Why now? Under a fresh mandate from Congress, the Federal Aviation Administration will begin to relax its restrictions around the domestic use of “unmanned aerial systems,” leading to greater use of drones by public agencies and, eventually, the private sector.
The FAA’s primary concern is safety; carelessly deployed drones might literally crash your dinner party or collide with other aircraft in the already crowded skies. But civil-liberty groups are worried about what they see as a greater danger: the specter of massive surveillance.
The Electronic Frontier Foundation is suing the FAA to release records of who has asked for permission to use drones. The ACLU recently issued a report on drones and privacy. The D.C.-based Electronic Privacy Information Center filed a petition asking the FAA to consider privacy as the agency opens American skies to unmanned flight.

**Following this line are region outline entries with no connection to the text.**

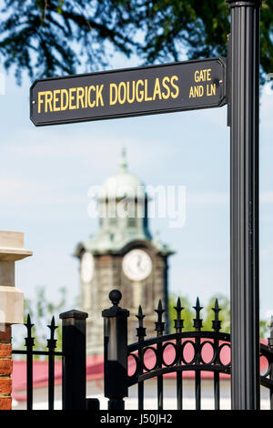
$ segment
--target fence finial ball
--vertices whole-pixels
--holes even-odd
[[[119,290],[112,290],[109,292],[109,299],[112,301],[114,306],[118,306],[119,301],[121,301],[122,294]]]

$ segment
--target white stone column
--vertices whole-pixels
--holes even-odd
[[[24,322],[24,294],[15,287],[15,261],[31,256],[24,233],[0,231],[0,410],[12,409],[11,325]]]
[[[24,322],[24,294],[15,287],[15,261],[32,256],[24,233],[0,231],[0,326]]]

It is easy to see why these and other groups are concerned: It turns out that there is very little in American privacy law that would prohibit drone surveillance within our borders.
Citizens do not generally enjoy a reasonable expectation of privacy in public, nor even in the portions of their property visible from a public vantage. Google, with Maps and especially Street View, has taken full advantage of this, for example.

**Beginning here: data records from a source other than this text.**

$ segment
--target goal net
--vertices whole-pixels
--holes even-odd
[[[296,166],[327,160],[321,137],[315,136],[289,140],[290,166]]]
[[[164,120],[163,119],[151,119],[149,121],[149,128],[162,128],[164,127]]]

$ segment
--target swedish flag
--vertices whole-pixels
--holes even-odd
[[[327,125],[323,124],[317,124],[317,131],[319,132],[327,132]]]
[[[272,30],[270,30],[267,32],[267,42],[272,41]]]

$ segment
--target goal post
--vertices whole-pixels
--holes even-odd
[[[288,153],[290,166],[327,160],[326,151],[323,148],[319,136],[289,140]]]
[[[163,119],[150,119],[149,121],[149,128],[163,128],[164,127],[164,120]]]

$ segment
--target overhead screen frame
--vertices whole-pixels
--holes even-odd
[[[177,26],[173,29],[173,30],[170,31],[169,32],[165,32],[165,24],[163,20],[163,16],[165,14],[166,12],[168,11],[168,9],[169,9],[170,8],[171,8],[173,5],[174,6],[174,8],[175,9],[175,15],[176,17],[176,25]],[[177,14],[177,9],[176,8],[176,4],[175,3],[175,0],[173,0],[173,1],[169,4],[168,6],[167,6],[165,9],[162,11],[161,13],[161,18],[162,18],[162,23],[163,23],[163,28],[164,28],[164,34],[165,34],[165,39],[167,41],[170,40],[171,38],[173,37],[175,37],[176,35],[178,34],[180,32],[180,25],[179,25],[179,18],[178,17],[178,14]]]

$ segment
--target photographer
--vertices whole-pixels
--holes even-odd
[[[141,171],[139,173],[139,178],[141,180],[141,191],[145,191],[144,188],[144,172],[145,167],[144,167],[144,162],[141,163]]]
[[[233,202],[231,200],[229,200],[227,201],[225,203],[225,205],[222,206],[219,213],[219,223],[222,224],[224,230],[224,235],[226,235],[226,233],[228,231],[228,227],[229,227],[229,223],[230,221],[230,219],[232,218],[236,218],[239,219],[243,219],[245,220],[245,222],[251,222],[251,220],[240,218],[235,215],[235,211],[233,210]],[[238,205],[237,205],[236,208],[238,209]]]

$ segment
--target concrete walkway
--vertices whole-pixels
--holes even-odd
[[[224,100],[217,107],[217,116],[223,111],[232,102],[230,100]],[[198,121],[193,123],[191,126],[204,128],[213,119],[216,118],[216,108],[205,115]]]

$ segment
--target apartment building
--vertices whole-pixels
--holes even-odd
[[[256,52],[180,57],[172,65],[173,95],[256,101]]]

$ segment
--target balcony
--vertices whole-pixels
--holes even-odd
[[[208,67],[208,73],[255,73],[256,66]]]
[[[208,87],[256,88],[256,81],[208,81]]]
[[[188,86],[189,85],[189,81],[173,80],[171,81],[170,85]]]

There are also practical barriers to aerial surveillance. Few law enforcement agencies can afford planes. Those with helicopters use them sparingly. The widespread availability of drones reduces or removes these barriers, dramatically altering law enforcement’s calculus for when aerial surveillance might be appropriate.
The prospect of excessive surveillance through technology was recently front and center in United States v. Jones — a case before the Supreme Court involving global position systems. Every one of the nine justices agreed that the police need a warrant before affixing a GPS device to a car and following a suspect for a prolonged period, even where the defendant’s movements take place entirely in public.
And yet for the majority, it was ultimately the act of physically attaching the device to the car that triggered the warrant requirement. Drones can follow a car without the need to attach anything.
Jones is getting a lot of attention. The FBI reportedly turned off thousands of GPS devices in response to the ruling. There is a second case before the Supreme Court right now, however, that has yet to raise red flags in privacy and technology circles.
In Florida v. Jardines, the nation’s highest court will consider whether the police need a warrant before a dog can sniff your house. Dogs can already sniff your bags at the airport or your car at a checkpoint on the theory that no human searches through your belongings unless and until the dog detects contraband — at which point your expectation of privacy is no longer considered reasonable.
The question before the Court in Jardines is whether officers suddenly need a warrant because the container being sniffed happens to be your house.
The conceptual leap from dogs to drones is shorter than you might think. As Burkhard Bilger recently wrote in a New Yorker piece about the NYPD’s K9 unit: “Canine police tend to talk about their dogs as if they were mechanical devices. They describe them as tools or technology.”
Police may not peer into the interior of a house using thermal imaging. But perhaps they could equip a drone with thermal or chemical sensors and let it loose to roam a neighborhood in search of invisible infractions such as indoor marijuana. No human would have to see the data unless or until the drone spotted a violation.
The wrong decision in Jardines makes this and similar surveillance scenarios uncomfortably plausible.
Drones are a versatile technology. They have great potential to assist in investigations, scientific research, disaster relief and countless other human pursuits. But the FAA needs to take seriously the legitimate concerns of civil-liberties groups, lest our privacy go to the dogs.